I'm currently stuck on a problem from my computer theory class homework. The question asks me to prove, using induction, that any chessboard of size $n \times 3$, where $n$ is even and $\geq 10$, will have a closed knight's tour. I've worked on the problem for a couple hours but can't seem to find any insight into the solution. I can't even figure out the tour for what I think is the base case, $n = 10$. Any tips or hints as to how I might go about proving this?

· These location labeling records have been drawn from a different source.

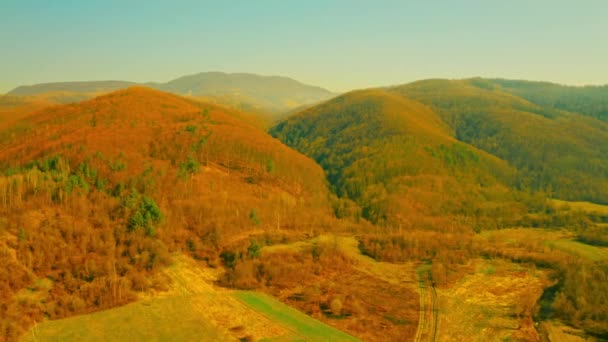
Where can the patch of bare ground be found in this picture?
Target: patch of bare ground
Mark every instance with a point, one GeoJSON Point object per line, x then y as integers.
{"type": "Point", "coordinates": [495, 303]}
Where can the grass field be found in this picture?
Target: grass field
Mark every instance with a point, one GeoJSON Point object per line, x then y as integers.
{"type": "Point", "coordinates": [192, 310]}
{"type": "Point", "coordinates": [581, 249]}
{"type": "Point", "coordinates": [302, 326]}
{"type": "Point", "coordinates": [584, 206]}
{"type": "Point", "coordinates": [160, 319]}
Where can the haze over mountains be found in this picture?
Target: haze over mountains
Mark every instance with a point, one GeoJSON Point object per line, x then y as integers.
{"type": "Point", "coordinates": [99, 197]}
{"type": "Point", "coordinates": [248, 92]}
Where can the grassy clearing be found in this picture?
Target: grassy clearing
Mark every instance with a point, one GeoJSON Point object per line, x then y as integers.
{"type": "Point", "coordinates": [584, 206]}
{"type": "Point", "coordinates": [192, 310]}
{"type": "Point", "coordinates": [490, 304]}
{"type": "Point", "coordinates": [581, 249]}
{"type": "Point", "coordinates": [302, 326]}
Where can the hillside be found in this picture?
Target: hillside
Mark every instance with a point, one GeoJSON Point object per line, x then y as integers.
{"type": "Point", "coordinates": [71, 87]}
{"type": "Point", "coordinates": [95, 196]}
{"type": "Point", "coordinates": [266, 95]}
{"type": "Point", "coordinates": [558, 152]}
{"type": "Point", "coordinates": [248, 92]}
{"type": "Point", "coordinates": [588, 100]}
{"type": "Point", "coordinates": [398, 161]}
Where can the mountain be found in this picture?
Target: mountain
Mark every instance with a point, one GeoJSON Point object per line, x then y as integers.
{"type": "Point", "coordinates": [248, 91]}
{"type": "Point", "coordinates": [93, 87]}
{"type": "Point", "coordinates": [562, 153]}
{"type": "Point", "coordinates": [269, 95]}
{"type": "Point", "coordinates": [477, 146]}
{"type": "Point", "coordinates": [96, 197]}
{"type": "Point", "coordinates": [398, 162]}
{"type": "Point", "coordinates": [587, 100]}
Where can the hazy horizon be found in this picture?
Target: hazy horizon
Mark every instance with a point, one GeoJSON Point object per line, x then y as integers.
{"type": "Point", "coordinates": [339, 45]}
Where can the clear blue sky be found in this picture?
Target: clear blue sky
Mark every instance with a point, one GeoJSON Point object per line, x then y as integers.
{"type": "Point", "coordinates": [339, 45]}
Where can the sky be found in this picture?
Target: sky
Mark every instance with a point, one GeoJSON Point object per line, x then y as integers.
{"type": "Point", "coordinates": [339, 45]}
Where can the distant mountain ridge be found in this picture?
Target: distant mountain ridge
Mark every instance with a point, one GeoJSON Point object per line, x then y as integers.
{"type": "Point", "coordinates": [244, 91]}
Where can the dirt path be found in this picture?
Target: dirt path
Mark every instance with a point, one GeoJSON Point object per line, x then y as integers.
{"type": "Point", "coordinates": [427, 323]}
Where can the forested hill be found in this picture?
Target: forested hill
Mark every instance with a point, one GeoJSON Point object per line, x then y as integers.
{"type": "Point", "coordinates": [463, 147]}
{"type": "Point", "coordinates": [271, 95]}
{"type": "Point", "coordinates": [588, 100]}
{"type": "Point", "coordinates": [95, 198]}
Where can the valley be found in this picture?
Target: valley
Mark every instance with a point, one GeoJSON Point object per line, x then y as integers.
{"type": "Point", "coordinates": [429, 211]}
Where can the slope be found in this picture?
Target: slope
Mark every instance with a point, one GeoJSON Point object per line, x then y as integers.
{"type": "Point", "coordinates": [587, 100]}
{"type": "Point", "coordinates": [562, 153]}
{"type": "Point", "coordinates": [94, 197]}
{"type": "Point", "coordinates": [71, 87]}
{"type": "Point", "coordinates": [269, 96]}
{"type": "Point", "coordinates": [248, 92]}
{"type": "Point", "coordinates": [396, 159]}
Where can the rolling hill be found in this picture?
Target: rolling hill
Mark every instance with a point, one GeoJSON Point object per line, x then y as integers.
{"type": "Point", "coordinates": [95, 196]}
{"type": "Point", "coordinates": [561, 153]}
{"type": "Point", "coordinates": [588, 100]}
{"type": "Point", "coordinates": [398, 161]}
{"type": "Point", "coordinates": [272, 95]}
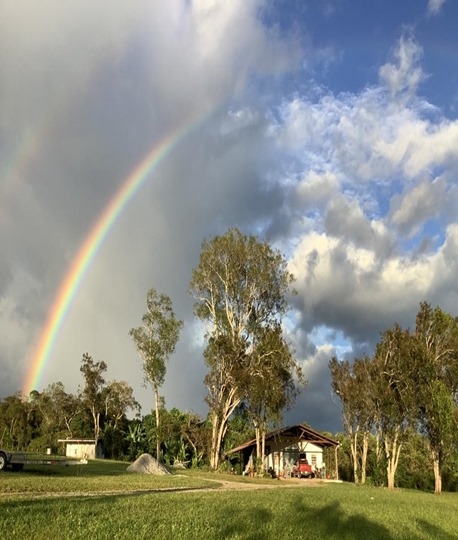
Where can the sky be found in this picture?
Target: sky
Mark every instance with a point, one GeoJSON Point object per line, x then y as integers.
{"type": "Point", "coordinates": [327, 128]}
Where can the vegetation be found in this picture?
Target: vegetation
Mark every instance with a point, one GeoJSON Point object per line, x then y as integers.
{"type": "Point", "coordinates": [240, 286]}
{"type": "Point", "coordinates": [126, 506]}
{"type": "Point", "coordinates": [400, 405]}
{"type": "Point", "coordinates": [155, 340]}
{"type": "Point", "coordinates": [410, 386]}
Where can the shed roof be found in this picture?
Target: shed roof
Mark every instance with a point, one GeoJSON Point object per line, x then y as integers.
{"type": "Point", "coordinates": [291, 435]}
{"type": "Point", "coordinates": [78, 441]}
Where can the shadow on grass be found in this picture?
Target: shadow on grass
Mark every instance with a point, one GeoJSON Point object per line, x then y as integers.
{"type": "Point", "coordinates": [90, 469]}
{"type": "Point", "coordinates": [434, 532]}
{"type": "Point", "coordinates": [301, 522]}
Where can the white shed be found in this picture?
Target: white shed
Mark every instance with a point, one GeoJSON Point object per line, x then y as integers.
{"type": "Point", "coordinates": [82, 448]}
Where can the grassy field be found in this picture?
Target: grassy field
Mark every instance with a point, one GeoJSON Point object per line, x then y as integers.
{"type": "Point", "coordinates": [101, 501]}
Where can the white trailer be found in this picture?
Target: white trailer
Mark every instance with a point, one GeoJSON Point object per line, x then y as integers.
{"type": "Point", "coordinates": [17, 460]}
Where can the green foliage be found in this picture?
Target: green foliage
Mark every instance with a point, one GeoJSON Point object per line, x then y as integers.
{"type": "Point", "coordinates": [240, 286]}
{"type": "Point", "coordinates": [330, 512]}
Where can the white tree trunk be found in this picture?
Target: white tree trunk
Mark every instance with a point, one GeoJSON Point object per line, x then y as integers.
{"type": "Point", "coordinates": [158, 434]}
{"type": "Point", "coordinates": [437, 473]}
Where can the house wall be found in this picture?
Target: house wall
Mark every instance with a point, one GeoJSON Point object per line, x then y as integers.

The question itself comes with a hint, saying that there will be two base cases. At first I thought this meant that I would have to show a closed knight's tour for one value of $n < 10$, which might give me a helpful property during the induction step, but having checked the Wiki article on closed knight's tours I understand now that there is no value of $n < 10$ for which a closed knight's tour is possible. In that case, maybe one base case chessboard can be broken down into subchessboards in one way that reveals a closed knight's tour, that extends to some values of $n$, while another can be broken down in a different way that extends to some other values of $n$? I'm not really sure how to interpret the hint and since I can't even figure out a single closed knight's tour I'm effectively stumped.
Some definitions that come with the question:
In chess, a knight’s move consists of travelling two squares in one direction (horizontally or vertically, but not diagonally) and then one square at 90 degrees to these.
A closed knight’s tour is a sequence of knight moves that touch upon every square on the board exactly once and end on a square from which one is a knight’s move away from the beginning square.
I don't want the full solution to the problem, but would appreciate some help as to how I should go about approaching it, since I'm currently completely stuck.